@Obtrusive: It is weighed through its mass. Space by itself doesn't have gravity to measure a celestial object, so Earth actually weighs nothing. - In space. But by using its mass and placing Earth on top of another Earth (if possible), the other Earth would feel the pressure of weight on top of it. But if the Earth is sitting on top of the Sun's surface it would weigh more than it would laying on a twin Earth. If the Earth were on top of the moon, it would weigh less. but since we generalize or rather more familiarized with weigh measured in Earth, we would use Earth = 1 times the gravity.
But back to this:
Does the earth weigh the same as it did multiple thousands of years ago?
Weightless... (in space)
Some sextillion tons (on Earth) As did it some thousands of years ago.
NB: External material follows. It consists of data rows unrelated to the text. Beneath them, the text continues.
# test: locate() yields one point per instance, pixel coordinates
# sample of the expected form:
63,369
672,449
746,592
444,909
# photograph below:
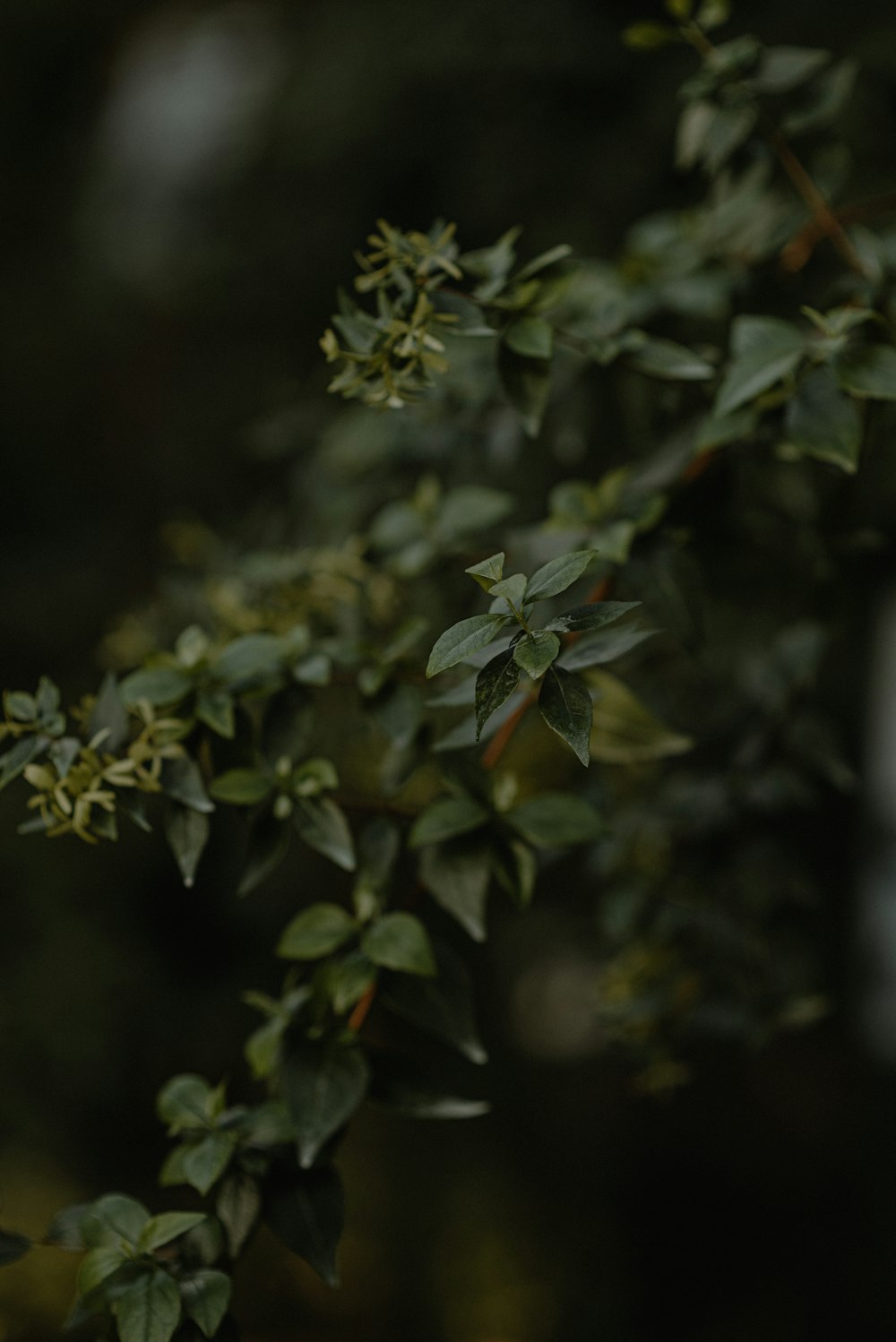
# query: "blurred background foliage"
184,185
Give or take a million tons during a cycle.
Does the earth weigh the same if it supports 8 billion people vs only 3 billion?
Yes, because people materialize from Earth. (unless you're an alien from space)
Separate note:
There were 3 Billion people on Earth in 1980
So giant rocks or even tiny space debris being collected from space via the planet's gravitational pull is the only thing that would make our planet "gain more weight". If you count energy like the kinetic energy of our cores spin. It produces energy expanding out (the magnetic field or Magnetosphere), but those energies that are floating upward from the core and into space are replenished by the stuff we take in from space. like cosmic dust or light photons from he sun. I'd say the Earth probably fluctuates weight by a million tons back and forth during time cycle.